How AI and Machine Learning are Revolutionizing Cybersecurity
From making your life easier with digital assistants to identifying and recommending treatment options for patients, Artificial Intelligence and Machine Learning is expected to resolve a wide variety of problems by creating programmes that perform human-like functions. The question, however, is whether AI and machine learning can be the silver bullet that tackles the growing problem of cyberattacks and cybercrimes. With the ability to curate threat intelligence from different resources, AI cybersecurity promises to help under-resourced security operation analysts stay ahead of the threats. Unfortunately, this is easier said than done.
With digitization becoming a norm, cyberattacks are growing in volume and complexity. Hackers are constantly trying to find beat security defenses. This is why cybersecurity specialists need to continuously find ways to review what they did yesterday and identify new ways to improve. With the advances in machine learning, AI and cybersecurity awareness can provide insights and connect the dots to a threat-free future. Here are some ways that AI and Machine Learning are revolutionizing cybersecurity.
Benefits of AI and Machine Learning in Cybersecurity
1. Timely Recognition of Threats
Most modern organizations have multiple levels of protection in place, including hardware and software firewalls and network security solutions. But what happens when cyber criminals breach these security perimeters? In less than an hour, a hacker can infiltrate a system and steal crucial data. This can be avoided by using AI tools that recognize the threats at the right time and send off alerts to the right people.

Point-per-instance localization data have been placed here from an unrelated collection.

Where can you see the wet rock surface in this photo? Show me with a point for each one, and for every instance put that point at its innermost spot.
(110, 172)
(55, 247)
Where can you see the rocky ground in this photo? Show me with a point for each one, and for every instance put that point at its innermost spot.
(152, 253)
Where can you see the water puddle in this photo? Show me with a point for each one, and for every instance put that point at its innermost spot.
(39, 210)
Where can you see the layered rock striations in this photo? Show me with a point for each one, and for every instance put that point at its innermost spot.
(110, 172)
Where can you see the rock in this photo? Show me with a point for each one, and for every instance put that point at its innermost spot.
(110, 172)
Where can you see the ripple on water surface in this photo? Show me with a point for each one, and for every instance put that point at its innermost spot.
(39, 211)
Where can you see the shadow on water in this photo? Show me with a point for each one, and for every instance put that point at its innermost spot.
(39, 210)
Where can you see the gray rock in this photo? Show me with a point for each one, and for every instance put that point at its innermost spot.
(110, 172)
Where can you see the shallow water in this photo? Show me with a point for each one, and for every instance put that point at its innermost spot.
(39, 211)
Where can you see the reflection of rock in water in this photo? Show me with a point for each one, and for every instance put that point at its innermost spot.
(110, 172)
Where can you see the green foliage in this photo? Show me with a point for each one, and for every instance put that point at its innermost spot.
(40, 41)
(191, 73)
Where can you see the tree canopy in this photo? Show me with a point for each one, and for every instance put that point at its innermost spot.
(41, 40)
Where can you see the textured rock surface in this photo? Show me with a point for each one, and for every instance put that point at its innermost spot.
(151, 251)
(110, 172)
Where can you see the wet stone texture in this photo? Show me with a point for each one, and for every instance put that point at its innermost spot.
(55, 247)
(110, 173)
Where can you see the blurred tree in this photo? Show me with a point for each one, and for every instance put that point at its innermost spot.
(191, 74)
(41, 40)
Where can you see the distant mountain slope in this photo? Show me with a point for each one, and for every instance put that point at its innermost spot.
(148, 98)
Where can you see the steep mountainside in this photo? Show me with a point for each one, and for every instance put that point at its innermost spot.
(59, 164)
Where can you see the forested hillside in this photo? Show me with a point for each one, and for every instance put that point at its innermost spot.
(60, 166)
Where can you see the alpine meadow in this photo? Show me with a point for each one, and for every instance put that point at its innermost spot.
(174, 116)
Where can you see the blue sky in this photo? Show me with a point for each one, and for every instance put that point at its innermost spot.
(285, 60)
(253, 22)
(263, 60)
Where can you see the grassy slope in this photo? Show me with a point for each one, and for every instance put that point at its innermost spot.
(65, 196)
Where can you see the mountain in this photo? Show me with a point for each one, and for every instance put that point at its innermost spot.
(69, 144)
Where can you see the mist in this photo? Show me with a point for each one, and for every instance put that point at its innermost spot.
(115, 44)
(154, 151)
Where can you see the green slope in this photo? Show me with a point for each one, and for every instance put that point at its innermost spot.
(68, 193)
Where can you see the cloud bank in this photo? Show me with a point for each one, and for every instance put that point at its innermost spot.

Machine learning allows cybersecurity systems to analyze patterns and learn from them. This allows cybersecurity teams to become more proactive in preventing attacks and responding to them in real-time.
2. Faster Response Times
AI and machine learning can relentlessly decipher user behavior and all sort of irregularities by tracking and analyzing data. They will help businesses detect malicious activity faster and stop these attacks even before they get started. In early 2018, Microsoft’s Windows Defender, a software that employs multiple layers of machine learning to identify and block perceived threats stopped hackers who had installed malicious cryptocurrency miners in thousands of computers.
Apart from detecting vulnerabilities, machine learning is used to scan and automate responses.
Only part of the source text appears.